If we were to express it in modern words, saying “Wodan
weht im Winde” (Wodan wafts in the wind) — and
the words were almost similar in olden times — there the
wafting activity pours into the language itself. Think of how
this direct participation in the life and forces of nature
vibrates and pulsates in the words, how it surges into them! When
a man of those times looked up to the heavens and heard the
thunder roaring and rumbling out of the clouds, and behind this
nature-gesture of the thunder beheld the corresponding spiritual
reality of being, he brought the whole experience to expression
in the words ”Donner (or Donar) dröhnt
im Donner” (Thor rumbles in the thunder) — for
thus we may hear, transposed into modern language, words that
still echo the sound of the ancient speech. And just as these men
felt the Spiritual in the workings of nature and expressed it in
their speech, so did they also express their experience of the
God who aided them when they went forth to battle, who lived in
their very limbs and in their whole bearing and action. They held
their mighty shields before them, shouting the words like a
war-cry. And the fact that spirits, whether good spirits or
demons, stormed into the words which rose and fell with powerful
resonance — all this they expressed as they rushed forward
to attack, in the words: “Ziu Zwingt Zwist.”
Spoken behind the shield, spoken with all the rage and lust of
battle, that really was like the breaking of a storm! You must
imagine it shouted as it were against the shields by thousands of
voices at once. In those early centuries, when the peoples of the
South came into conflict with those pouring down from Middle
Europe, it was not the outer course of the battle that had the
decisive effect. No — it was rather this mighty shout
accompanying the attack against the Romans! For in those early
times it was this shout that filled the people coming from the
South with a terrible fear. Knees trembled before the “Ziu
Zwingt Zwist,” bellowed forth by a thousand throats
behind the shields.
And
so we are bound to say: these same men are there again in the
world today, but they have become phlegmatic! Many a man alive
today bellowed and roared in those days of yore but has now
become utterly phlegmatic, has adopted the attitude of soul
typical of the 19th and 20th centuries. But if those men were to
return in the mood of soul that inspired them in the days when
they yelled their war-cry, they would feel like donning a
nightcap in their present incarnation, for they would say: This
phlegmatic apathy out of which people simply cannot be roused,
belongs properly under a nightcap; bed is the place for it, not
the arena of human action!
I
say this only because I want to indicate how little inclination
there was among the people of von Hartmann's time to let
themselves be roused by an explosive force like that contained in
his Philosophy of the Unconscious. He spoke, to begin
with, of how all that is conscious in man, all his conscious
thinking is of less significance than that which works and wafts
unconsciously in him, as it does in nature, and can never be
raised into consciousness. Of clairvoyant Imagination and
Intuition, Eduard von Hartmann knew nothing; he did not know that
the unconscious can penetrate into the sphere of human cognition.
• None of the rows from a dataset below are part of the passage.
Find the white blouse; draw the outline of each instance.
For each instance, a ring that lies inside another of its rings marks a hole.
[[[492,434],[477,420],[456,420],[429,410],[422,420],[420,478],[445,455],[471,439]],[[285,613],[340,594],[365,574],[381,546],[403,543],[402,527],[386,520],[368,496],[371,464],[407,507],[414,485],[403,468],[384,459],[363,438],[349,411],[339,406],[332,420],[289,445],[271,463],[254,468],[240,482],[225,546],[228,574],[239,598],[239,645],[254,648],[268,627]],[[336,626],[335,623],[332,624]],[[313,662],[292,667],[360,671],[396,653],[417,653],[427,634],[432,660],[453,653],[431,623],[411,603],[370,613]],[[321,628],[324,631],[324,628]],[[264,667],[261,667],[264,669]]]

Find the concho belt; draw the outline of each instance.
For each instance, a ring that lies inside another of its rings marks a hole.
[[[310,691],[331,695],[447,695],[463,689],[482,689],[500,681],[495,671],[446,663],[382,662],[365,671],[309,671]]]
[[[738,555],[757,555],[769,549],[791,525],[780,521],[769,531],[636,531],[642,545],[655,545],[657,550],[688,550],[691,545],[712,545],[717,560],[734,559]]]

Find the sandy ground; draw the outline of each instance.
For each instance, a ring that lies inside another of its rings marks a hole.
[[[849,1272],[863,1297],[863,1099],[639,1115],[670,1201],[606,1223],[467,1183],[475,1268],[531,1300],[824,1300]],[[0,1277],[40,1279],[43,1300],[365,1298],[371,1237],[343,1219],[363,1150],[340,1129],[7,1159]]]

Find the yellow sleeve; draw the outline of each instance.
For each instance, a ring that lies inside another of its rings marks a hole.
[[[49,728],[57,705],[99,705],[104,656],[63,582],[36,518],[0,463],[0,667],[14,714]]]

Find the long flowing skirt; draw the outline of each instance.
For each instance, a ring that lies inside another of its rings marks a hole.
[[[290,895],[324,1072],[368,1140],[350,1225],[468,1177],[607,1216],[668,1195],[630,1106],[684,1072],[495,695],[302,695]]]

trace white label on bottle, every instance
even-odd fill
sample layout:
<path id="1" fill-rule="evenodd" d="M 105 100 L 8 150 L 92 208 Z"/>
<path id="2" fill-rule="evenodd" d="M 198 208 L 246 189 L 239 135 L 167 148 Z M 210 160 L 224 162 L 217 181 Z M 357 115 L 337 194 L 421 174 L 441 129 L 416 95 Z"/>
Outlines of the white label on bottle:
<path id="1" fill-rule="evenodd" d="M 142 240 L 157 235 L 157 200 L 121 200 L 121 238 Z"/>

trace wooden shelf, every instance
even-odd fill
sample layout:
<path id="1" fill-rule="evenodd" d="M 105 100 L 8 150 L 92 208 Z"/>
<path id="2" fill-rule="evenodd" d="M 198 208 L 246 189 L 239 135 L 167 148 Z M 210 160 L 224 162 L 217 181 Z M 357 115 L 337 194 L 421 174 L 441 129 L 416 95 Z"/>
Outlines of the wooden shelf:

And so he asserts that what is really essential in the world and
in life remains in the unconscious. This very reasoning, however,
gives him the basis for his view that the world in which we live
is the worst world imaginable. He carried his pessimism even
further than Schopenhauer and reached the conclusion that the
evolution of culture must culminate in the destruction of the
whole of earth-evolution. He would not insist, he said, that this
would happen in the immediate future, because that would not give
time to apply all that will be necessary for carrying the
destruction so far that no human civilisation — which in
any case, according to his view, is worthless — will be
left. And he dreamed — you will find it in his Philosophy
of the Unconscious — he dreamed of how people will
ultimately invent a huge machine which they will be able to lower
deeply enough into the earth to produce a terrific explosion,
scattering the whole earth in fragments through universal space.
It
is true that many people have been enthusiastic about this
Philosophy of the Unconscious. But when they come to talk
about it, one does not feel that it has taken any real hold of
them. A statement like Hartmann's can, of course, be made, and
there is something powerful in the mere fact of its utterance —
but people quote it as though they were making a casual remark,
and that is the really terrible thing.
Yes,
there was actually a philosopher who spoke in this way. And this
same philosopher went on to expound the subject of human morality
on earth. It was his work Phänomenologie des sittlichen
Bewusstseins (Phenomenology of the Moral Consciousness) that
interested me most of all. He also wrote a book entitled Das
religiöse Bewusstsein der Menschheit (The Religious
Consciousness of Mankind), and another on Aesthetics — in
fact he wrote a very great deal. And it was all extraordinarily
interesting, particularly where one could not agree with him.
In
the case of such a man one may very naturally desire to know the
connections of his destiny. One may try, perhaps, to make a deep
study of his philosophy, to glean from his philosophical thoughts
some idea of his earlier earthly lives, but all such attempts
will be fruitless. Nevertheless a personality like Eduard von
Hartmann interested me in the highest degree.
When
one has occultism in one's very bones — if I may put it so
— the impulses for looking at things in the right way arise
of themselves. And here one is confronted with the following
circumstances. — Eduard von Hartmann was a soldier, an
officer. The Kürschner Directory, besides recording
his Doctorate of Philosophy and other academic degrees, puts him
down until the day of his death as “First Lieutenant.”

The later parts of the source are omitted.